Which is it? Does it matter?
It does. I was actually flying from the co-pilot’s seat while a licensed pilot was PIC flying from the other seat. My medical certificate has expired and I am not legally able to assume control of an aircraft. But, with a very simple move from Photoshop, I became the pilot. The historian would need the dates and my log book to attempt to validate the veracity of this photo.
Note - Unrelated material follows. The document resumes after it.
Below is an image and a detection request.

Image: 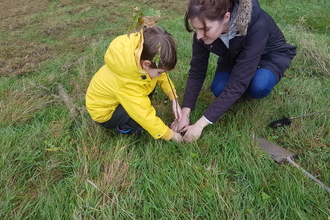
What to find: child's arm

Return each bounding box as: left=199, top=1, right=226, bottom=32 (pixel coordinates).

Since my logbook does not reflect the day’s travel the historian is left wondering if I simply failed to enter the trip, or I was choosing to fly illegally, or there is a forgery somewhere. In my logbook the historian would have noted an expired medical certificate, but that does not prove that a valid one does not exist somewhere else.
How do we protect the immeasurable amounts of data being collected? How do we determine integrity and authenticity?
In the near future, the historian and archivist will routinely sort through petabytes of email trying to establish a chain of events and discussions where today we are quite happy to swim in lakes of scanned memoranda. Conducting digital forensics on every source is impractical and cost-prohibitive.
I don’t have any particular solutions, either technically or philosophically, but I am greatly concerned about this challenge. As a historian interested in executive American history, and a member of the executive branch of the government, I see a disaster in the making. We are not protecting our archives to make them available to future historians and tools such as the National Archives’ Electronic Records Archives are current projects doomed to failure as trying to do too much for too many with no standards.
Professor Cohen was right, the problem with blogs is not writing enough, but writing too much. There is much more to discuss on the notion of database culture and much more to develop on the preservation of history in the digital domain.